Varietal: Bedessa, Wolisho, Kudhume, Miqe, Sawa
Growing Altitude: 1900 - 2100 masl
Harvest: October - January
What is it good for?: Espresso with a sweet and zingy edge or complex filter
Additional Notes : Ethiopian coffee is a bit of a mainstay on the list for us and when we taste a coffee like this it is easy to see why. This lot has it all, sweetness, acidity and a bit of funk at the end too. It makes delicious filter and espresso alike.
In Derikidame, and the surrounds of the Derikocha washing station in Hambelawamena, West Guji, are 650 smallholder farmers contributing to this lot. Their 2 hectare farms (on average) consist of selections each has made from the heirloom varietals endemic to the region, grown under shade and plucked, cherry-red ripe, before being delivered to the care of owner-operator Ashenafi Woressa.
This is a scene common across much of the land where coffee production has it’s roots in small coffee gardens tended by farmers. Selections can vary for a number of reasons, taste, yield, height or more, and in this area, it is not uncommon to find slightly smaller bean sizes.

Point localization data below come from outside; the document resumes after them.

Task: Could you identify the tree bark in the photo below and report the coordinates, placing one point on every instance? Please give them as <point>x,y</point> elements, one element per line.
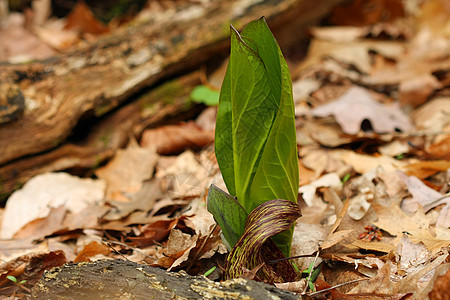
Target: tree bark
<point>119,279</point>
<point>46,100</point>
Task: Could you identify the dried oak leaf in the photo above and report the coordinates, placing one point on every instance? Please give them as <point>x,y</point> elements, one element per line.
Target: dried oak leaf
<point>358,105</point>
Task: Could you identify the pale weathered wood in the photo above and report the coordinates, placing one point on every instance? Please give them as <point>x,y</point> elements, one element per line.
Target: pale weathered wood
<point>61,91</point>
<point>118,279</point>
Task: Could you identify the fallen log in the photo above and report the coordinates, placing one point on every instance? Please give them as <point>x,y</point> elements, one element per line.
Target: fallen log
<point>119,279</point>
<point>47,100</point>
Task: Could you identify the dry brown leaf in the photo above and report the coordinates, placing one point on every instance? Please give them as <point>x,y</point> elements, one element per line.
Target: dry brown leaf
<point>339,33</point>
<point>434,239</point>
<point>18,45</point>
<point>424,169</point>
<point>374,246</point>
<point>55,36</point>
<point>410,257</point>
<point>363,163</point>
<point>30,267</point>
<point>360,12</point>
<point>357,105</point>
<point>143,200</point>
<point>90,250</point>
<point>425,197</point>
<point>393,220</point>
<point>179,242</point>
<point>127,171</point>
<point>336,237</point>
<point>173,139</point>
<point>414,91</point>
<point>42,227</point>
<point>441,284</point>
<point>45,191</point>
<point>294,287</point>
<point>82,20</point>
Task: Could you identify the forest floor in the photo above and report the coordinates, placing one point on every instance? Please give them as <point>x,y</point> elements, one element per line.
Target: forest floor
<point>372,99</point>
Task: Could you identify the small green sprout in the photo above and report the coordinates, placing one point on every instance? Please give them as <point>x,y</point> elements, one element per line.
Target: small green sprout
<point>209,271</point>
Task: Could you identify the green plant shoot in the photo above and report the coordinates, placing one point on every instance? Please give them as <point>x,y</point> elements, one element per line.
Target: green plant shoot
<point>255,142</point>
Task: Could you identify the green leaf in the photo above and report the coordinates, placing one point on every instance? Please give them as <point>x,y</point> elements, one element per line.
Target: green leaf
<point>255,248</point>
<point>204,94</point>
<point>256,144</point>
<point>228,213</point>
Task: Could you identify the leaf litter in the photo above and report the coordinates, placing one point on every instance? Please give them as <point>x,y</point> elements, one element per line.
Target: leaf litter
<point>372,106</point>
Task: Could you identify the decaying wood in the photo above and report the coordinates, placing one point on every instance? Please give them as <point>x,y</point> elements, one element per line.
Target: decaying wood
<point>109,133</point>
<point>92,81</point>
<point>118,279</point>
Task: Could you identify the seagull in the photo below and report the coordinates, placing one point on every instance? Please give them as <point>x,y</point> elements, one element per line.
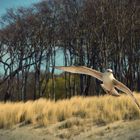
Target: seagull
<point>109,82</point>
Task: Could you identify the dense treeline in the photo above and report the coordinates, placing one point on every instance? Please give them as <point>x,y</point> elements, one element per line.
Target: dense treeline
<point>98,34</point>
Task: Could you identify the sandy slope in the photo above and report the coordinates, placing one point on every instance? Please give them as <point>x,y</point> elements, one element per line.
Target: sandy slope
<point>75,129</point>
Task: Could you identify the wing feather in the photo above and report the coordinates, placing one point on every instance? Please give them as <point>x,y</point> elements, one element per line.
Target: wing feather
<point>81,70</point>
<point>125,89</point>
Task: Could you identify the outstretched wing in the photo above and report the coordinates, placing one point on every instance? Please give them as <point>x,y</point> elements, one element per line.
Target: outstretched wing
<point>81,70</point>
<point>125,89</point>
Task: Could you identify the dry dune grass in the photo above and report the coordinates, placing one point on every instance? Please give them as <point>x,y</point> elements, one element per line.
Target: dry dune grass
<point>103,109</point>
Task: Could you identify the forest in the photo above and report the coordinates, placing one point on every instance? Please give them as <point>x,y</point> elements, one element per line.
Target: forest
<point>99,34</point>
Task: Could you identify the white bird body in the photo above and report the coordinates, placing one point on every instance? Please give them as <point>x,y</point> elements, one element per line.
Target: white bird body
<point>109,81</point>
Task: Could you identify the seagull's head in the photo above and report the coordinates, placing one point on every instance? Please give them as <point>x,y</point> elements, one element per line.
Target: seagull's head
<point>109,71</point>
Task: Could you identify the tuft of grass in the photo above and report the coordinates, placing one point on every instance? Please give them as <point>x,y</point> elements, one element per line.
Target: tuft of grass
<point>103,109</point>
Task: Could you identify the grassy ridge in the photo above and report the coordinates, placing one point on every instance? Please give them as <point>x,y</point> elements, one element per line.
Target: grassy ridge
<point>103,109</point>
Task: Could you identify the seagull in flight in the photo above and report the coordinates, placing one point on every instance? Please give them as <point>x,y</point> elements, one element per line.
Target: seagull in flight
<point>109,82</point>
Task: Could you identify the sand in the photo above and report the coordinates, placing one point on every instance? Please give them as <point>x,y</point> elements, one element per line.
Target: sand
<point>75,129</point>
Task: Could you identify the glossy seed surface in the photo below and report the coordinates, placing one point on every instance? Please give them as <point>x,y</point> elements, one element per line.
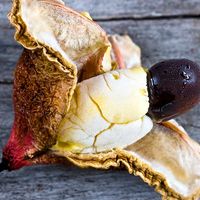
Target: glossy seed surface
<point>174,88</point>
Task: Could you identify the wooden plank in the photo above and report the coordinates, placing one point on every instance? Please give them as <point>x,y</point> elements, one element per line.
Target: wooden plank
<point>159,39</point>
<point>117,9</point>
<point>57,182</point>
<point>61,182</point>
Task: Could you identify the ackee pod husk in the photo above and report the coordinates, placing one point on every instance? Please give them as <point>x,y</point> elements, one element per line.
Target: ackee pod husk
<point>59,44</point>
<point>166,158</point>
<point>57,51</point>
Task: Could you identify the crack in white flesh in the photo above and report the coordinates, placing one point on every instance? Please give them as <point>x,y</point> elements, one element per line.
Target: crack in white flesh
<point>107,111</point>
<point>73,35</point>
<point>174,155</point>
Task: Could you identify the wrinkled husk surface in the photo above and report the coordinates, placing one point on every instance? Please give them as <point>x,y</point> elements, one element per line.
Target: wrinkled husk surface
<point>137,158</point>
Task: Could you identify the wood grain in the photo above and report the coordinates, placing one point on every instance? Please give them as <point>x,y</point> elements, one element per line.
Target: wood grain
<point>117,9</point>
<point>159,39</point>
<point>163,29</point>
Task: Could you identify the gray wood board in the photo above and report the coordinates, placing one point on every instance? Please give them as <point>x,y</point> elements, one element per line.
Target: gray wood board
<point>163,29</point>
<point>159,39</point>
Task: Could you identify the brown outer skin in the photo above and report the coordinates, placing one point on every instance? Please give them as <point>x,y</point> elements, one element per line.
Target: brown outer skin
<point>40,97</point>
<point>43,86</point>
<point>120,158</point>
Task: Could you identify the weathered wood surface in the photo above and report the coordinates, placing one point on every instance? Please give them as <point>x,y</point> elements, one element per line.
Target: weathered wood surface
<point>163,29</point>
<point>117,9</point>
<point>159,39</point>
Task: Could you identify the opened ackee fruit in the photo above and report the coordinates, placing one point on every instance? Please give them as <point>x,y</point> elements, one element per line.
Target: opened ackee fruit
<point>83,97</point>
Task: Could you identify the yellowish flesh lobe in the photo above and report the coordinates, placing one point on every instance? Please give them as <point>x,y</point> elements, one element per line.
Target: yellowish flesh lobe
<point>107,111</point>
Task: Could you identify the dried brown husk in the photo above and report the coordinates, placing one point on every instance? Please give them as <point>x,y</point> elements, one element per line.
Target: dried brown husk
<point>166,147</point>
<point>46,79</point>
<point>46,76</point>
<point>65,36</point>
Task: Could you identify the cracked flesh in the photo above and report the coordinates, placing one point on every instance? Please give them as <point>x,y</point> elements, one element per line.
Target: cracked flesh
<point>104,115</point>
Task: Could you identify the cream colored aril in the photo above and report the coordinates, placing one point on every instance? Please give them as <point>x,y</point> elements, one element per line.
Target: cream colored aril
<point>107,111</point>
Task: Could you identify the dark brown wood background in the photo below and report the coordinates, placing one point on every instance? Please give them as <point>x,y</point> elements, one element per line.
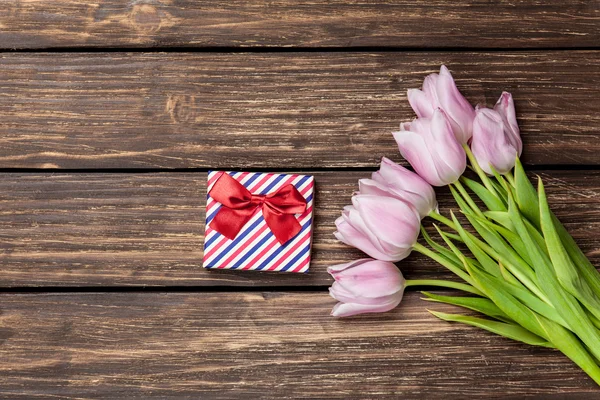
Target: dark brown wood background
<point>112,111</point>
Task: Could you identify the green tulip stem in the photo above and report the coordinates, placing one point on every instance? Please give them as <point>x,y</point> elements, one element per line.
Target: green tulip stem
<point>440,283</point>
<point>484,178</point>
<point>467,198</point>
<point>510,179</point>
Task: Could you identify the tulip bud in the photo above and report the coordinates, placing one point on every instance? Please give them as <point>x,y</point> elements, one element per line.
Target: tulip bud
<point>493,144</point>
<point>396,181</point>
<point>430,147</point>
<point>440,91</point>
<point>365,286</point>
<point>383,227</point>
<point>506,108</point>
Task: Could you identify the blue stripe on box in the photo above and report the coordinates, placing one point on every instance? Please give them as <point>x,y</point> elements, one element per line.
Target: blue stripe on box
<point>297,258</point>
<point>251,251</point>
<point>280,249</point>
<point>246,231</point>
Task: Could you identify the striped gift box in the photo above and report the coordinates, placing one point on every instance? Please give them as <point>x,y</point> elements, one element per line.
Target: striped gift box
<point>255,247</point>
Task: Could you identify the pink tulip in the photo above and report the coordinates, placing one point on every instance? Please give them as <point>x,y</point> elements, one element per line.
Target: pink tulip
<point>396,181</point>
<point>506,108</point>
<point>431,148</point>
<point>383,227</point>
<point>365,286</point>
<point>440,91</point>
<point>494,144</point>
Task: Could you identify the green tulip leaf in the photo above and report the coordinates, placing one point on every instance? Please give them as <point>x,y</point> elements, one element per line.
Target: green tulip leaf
<point>479,304</point>
<point>508,330</point>
<point>565,270</point>
<point>490,201</point>
<point>525,195</point>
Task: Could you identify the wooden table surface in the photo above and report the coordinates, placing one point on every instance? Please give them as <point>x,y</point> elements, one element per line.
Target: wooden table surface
<point>112,111</point>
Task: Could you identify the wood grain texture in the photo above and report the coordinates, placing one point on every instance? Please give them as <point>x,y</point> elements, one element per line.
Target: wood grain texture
<point>147,229</point>
<point>311,110</point>
<point>261,345</point>
<point>341,23</point>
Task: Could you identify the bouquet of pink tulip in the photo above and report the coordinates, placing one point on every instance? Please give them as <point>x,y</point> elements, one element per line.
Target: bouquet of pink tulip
<point>519,266</point>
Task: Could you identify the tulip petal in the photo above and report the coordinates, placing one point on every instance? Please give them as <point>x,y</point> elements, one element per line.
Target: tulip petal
<point>506,108</point>
<point>348,234</point>
<point>340,267</point>
<point>490,144</point>
<point>350,309</point>
<point>456,106</point>
<point>371,279</point>
<point>391,220</point>
<point>413,148</point>
<point>447,152</point>
<point>430,89</point>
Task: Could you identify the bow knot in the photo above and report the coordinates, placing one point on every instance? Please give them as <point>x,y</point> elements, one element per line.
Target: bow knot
<point>239,205</point>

The cherries are dried under the sun for eighteen to twenty-one days. Cherries need to be raked permanently in order to ensure a consistent drying process.
In the daytime the heats can be intense, so between the hours of 12 and 3pm, the beds are shaded to avoid scorching or too rapid drying; likewise, the cool of the evening requires cover to protect from any rains.
Once the coffee is dried, it is transported to Addis Ababa for dry milling, cupping, quality assessment and packing for export.